Multiple-frame surveys for a multiple-data-source world
Section 1. Introduction
Throughout his 33-year career at the Census Bureau and
subsequent 32-year career at Westat, Joe Waksberg repeatedly relied on multiple
data sources to improve the quality of estimates while reducing costs. He used
external data sources to evaluate coverage in the U.S. decennial census (Marks and Waksberg, 1966; Waksberg and
Pritzker, 1969), to calibrate survey
weights, and to improve efficiency or oversample rare populations when
designing surveys (Hendricks, Igra and Waksberg, 1980; Cohen,
DiGaetano and Waksberg, 1988; DiGaetano, Judkins and Waksberg, 1995; Waksberg, 1995; Waksberg, Judkins and Massey, 1997b).
On several occasions, Waksberg integrated data from
two or more surveys directly in order to improve coverage or to obtain larger
sample sizes for subpopulations (Waksberg,
1986; Burke, Mohadjer, Green, Waksberg,
Kirsch and Kolstad, 1994; Waksberg, Brick, Shapiro, Flores-Cervantes and Bell, 1997a). In these multiple-frame surveys, independent samples were selected from
sampling frames that together were thought to cover all, or almost all, of the
target population. The data from the samples were combined to obtain estimates
for the population as a whole and for subpopulations of interest.

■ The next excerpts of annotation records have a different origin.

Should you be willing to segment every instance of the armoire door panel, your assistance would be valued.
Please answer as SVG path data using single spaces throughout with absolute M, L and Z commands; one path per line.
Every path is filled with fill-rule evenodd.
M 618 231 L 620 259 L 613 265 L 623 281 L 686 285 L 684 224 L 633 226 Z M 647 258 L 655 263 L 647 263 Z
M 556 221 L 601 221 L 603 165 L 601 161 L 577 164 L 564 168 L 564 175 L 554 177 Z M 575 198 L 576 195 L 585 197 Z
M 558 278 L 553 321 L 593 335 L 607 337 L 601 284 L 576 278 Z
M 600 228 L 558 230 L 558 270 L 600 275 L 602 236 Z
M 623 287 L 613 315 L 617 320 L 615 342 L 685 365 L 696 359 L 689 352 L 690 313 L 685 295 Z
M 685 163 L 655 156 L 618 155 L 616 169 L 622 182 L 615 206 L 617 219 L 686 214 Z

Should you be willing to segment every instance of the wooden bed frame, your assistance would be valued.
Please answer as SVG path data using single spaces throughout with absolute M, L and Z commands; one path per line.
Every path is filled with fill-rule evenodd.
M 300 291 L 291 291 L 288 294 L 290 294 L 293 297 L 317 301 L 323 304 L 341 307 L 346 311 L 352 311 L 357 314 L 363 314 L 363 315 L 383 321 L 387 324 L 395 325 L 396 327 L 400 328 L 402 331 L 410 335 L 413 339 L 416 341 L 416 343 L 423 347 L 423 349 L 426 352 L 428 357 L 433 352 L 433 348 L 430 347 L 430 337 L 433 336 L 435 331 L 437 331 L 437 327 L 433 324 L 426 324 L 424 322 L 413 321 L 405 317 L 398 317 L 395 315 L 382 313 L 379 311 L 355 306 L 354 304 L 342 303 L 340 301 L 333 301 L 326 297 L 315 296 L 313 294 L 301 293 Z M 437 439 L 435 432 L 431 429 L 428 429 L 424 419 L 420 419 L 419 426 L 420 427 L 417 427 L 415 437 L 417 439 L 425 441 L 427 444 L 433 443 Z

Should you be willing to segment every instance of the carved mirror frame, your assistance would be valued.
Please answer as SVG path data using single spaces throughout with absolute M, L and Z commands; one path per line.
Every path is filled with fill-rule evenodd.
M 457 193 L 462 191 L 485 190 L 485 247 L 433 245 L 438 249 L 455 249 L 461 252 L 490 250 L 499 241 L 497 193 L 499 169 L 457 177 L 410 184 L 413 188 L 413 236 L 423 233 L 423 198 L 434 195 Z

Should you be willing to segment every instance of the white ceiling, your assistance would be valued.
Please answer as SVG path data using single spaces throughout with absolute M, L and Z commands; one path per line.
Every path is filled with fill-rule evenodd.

Waksberg
approached the design of these multiple-frame surveys from the perspective of
controlling both sampling and nonsampling errors, and found that using multiple
frames met the challenges of producing reliable estimates in the face of
increased data collection costs (with higher nonresponse for less expensive
collection methods) and incomplete frame coverage.
Statistical agencies and survey organizations today
face the same types of challenges that Waksberg addressed
declining response rates and increasing costs of
survey data collection
but at an intensified level. At the same time,
the emergence of new data sources provides opportunities for obtaining
information about parts of populations of interest
sometimes with amazing rapidity. Many
organizations are now using or researching methods for integrating data from
multiple sources to improve the accuracy or timeliness of population estimates.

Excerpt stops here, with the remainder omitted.